I have to wonder if there is any book I can write that could do for Stuart what The Killer Angels did for Longstreet. Since the movie Gettysburg premiered, isn't it true that Longstreet has become the hero of the battle? Reading online societies, online forums, and participating in debates, I find this to be the case. But we are basing his role during the battle on a myth he created in order to protect himself from the unfounded charges made by Walter Taylor, Charles Marshall, Jubal Early, and W.N. Pendleton after Lee's death that he was responsible for the loss.

The reason I ask these questions is that I recently had a conversation with a Civil War enthusiast, who did not care what Stuart was ordered to do. It simply did not matter. He argued that Stuart was a randy cavalier, sleeping around (don't even get me started) and so upset over the negative publicity he received after Brandy Station that he disobeyed his orders and cost Lee the victory. The only thing that saved him from his mistake was Lee's affection for him. This narrative does exist in the historiography, but just because it exists, does not mean it is correct. We, as Civil War enthusiasts, have access to the Original Records of the War. We can look up the orders ourselves. We can read what Stuart was ordered to do. We can compare those orders with the accusations against Stuart that he disobeyed his orders and see that he did as both Lee and Longstreet ordered him to do.
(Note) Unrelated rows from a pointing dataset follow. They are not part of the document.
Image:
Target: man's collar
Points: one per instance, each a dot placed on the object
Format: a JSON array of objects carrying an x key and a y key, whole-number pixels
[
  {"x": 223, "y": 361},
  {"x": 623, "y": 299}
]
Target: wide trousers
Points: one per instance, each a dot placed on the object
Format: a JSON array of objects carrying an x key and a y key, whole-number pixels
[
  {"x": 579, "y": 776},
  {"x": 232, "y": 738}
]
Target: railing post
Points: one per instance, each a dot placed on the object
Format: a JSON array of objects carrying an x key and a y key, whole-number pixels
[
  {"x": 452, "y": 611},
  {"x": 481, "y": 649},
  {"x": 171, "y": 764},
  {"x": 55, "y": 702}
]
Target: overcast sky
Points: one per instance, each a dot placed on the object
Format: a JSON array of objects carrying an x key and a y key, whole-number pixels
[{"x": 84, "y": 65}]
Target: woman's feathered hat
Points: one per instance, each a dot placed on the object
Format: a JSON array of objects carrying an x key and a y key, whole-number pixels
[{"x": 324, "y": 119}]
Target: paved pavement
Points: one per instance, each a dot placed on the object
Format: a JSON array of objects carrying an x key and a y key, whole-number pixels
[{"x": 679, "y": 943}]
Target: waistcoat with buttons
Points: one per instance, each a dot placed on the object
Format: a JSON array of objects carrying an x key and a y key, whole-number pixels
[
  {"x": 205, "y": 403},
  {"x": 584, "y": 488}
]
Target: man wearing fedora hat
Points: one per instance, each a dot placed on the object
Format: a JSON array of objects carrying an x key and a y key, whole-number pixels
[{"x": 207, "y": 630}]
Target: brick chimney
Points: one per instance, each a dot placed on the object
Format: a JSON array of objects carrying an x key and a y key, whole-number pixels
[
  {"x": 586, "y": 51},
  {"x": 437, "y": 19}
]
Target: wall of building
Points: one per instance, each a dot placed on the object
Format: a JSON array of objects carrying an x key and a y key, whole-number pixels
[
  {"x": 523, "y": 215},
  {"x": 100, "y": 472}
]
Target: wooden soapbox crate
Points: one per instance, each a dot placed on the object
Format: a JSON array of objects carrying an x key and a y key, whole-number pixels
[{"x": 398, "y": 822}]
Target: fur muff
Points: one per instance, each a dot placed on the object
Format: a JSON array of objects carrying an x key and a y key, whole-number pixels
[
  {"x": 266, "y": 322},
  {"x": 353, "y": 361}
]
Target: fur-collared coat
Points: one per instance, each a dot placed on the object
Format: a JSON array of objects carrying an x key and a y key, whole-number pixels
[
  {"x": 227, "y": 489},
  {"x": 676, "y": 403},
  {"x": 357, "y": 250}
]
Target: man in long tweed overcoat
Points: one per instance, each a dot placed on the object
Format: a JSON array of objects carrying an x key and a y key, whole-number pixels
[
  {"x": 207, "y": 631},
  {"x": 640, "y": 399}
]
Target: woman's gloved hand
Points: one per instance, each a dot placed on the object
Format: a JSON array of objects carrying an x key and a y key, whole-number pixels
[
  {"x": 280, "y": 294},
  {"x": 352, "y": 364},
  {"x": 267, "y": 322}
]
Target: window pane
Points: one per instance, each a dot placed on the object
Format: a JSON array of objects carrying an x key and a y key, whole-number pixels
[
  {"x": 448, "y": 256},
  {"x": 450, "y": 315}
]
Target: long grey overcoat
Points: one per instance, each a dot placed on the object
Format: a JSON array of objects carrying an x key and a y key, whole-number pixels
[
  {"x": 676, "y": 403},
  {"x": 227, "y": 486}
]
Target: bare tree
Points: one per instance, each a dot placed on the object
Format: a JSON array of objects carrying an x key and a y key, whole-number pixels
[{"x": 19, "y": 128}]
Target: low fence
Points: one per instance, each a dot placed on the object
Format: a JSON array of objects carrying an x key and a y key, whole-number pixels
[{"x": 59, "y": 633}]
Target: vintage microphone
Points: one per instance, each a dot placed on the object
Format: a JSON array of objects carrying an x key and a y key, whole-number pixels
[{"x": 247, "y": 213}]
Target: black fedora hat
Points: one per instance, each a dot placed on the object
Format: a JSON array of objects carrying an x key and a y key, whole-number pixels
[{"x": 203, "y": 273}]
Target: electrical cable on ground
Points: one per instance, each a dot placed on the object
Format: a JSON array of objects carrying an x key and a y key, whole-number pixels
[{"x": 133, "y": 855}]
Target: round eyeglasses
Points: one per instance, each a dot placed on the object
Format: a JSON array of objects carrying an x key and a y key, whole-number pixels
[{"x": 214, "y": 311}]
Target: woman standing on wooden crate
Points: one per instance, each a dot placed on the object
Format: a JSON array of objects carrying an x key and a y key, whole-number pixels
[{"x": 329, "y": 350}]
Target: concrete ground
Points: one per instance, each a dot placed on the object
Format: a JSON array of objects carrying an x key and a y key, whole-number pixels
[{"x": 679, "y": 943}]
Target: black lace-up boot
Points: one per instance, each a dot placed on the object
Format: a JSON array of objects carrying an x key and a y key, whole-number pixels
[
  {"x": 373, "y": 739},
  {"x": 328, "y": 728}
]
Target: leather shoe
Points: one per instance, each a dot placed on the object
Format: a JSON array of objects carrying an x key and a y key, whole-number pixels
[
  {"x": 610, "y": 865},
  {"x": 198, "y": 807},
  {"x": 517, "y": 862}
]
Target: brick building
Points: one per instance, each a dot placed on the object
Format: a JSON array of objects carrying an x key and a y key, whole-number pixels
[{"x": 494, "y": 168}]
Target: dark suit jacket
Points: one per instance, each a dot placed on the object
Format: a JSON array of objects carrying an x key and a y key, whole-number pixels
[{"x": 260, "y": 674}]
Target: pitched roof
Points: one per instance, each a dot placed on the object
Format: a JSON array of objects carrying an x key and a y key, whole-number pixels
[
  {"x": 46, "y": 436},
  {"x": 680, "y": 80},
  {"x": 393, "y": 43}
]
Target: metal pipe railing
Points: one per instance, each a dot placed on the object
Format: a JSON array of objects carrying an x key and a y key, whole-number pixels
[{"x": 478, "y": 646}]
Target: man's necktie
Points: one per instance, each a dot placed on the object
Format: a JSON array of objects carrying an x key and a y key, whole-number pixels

So, I don't fault Michael Shaara for writing a book based on a forgotten memoir of a disgraced general. I do fault all those who take fiction, no matter how well done, and turn it into history. How bad is it? I argued with a professor during a Civil War class in college over this very issue. He didn't like being challenged. He thundered at me: "Did you not see Gettysburg?" My response was a stunned: "That's a movie, it's not history." No matter. He came in the next week and read from a historian's book that upheld the scape goating of Stuart. The class laughed, but I did not care. Stuart deserves better.

I will close this rant with a quote from Longstreet regarding Stuart's role at Gettysburg. He was writing to Major McClellan, Stuart's adjutant, after McClellan wrote an article quoting Stuart's orders. "Your paper, as it was intended, is a complete vindication of General Stuart. It shows General Lee's authority for the movement of his cavalry, and those movements were well conducted, rapidly and vigorously executed, (This is very disingenuous of Longstreet, who, not only knew what Lee's orders said, but endorsed them in a letter that is included in the Official Records) that Stuart left more cavalry with us than we actually used - a fact not known to me heretofore -, and that therefore it was peculiarly unjust, not to say cruel, in all who assailed Stuart, as the cause of the failure of the Campaign." August 3, 1878.

In his memoirs almost twenty years later, Longstreet writes: “Our plans, adopted after deep study, were suddenly given over to gratify the youthful cavalryman's wish for a romantic ride.”

And thanks to The Killer Angels, Gettysburg, and finally our own lack of curiosity into the actual facts, that is the story that remains. To the utter ruin of James Ewell Brown Stuart.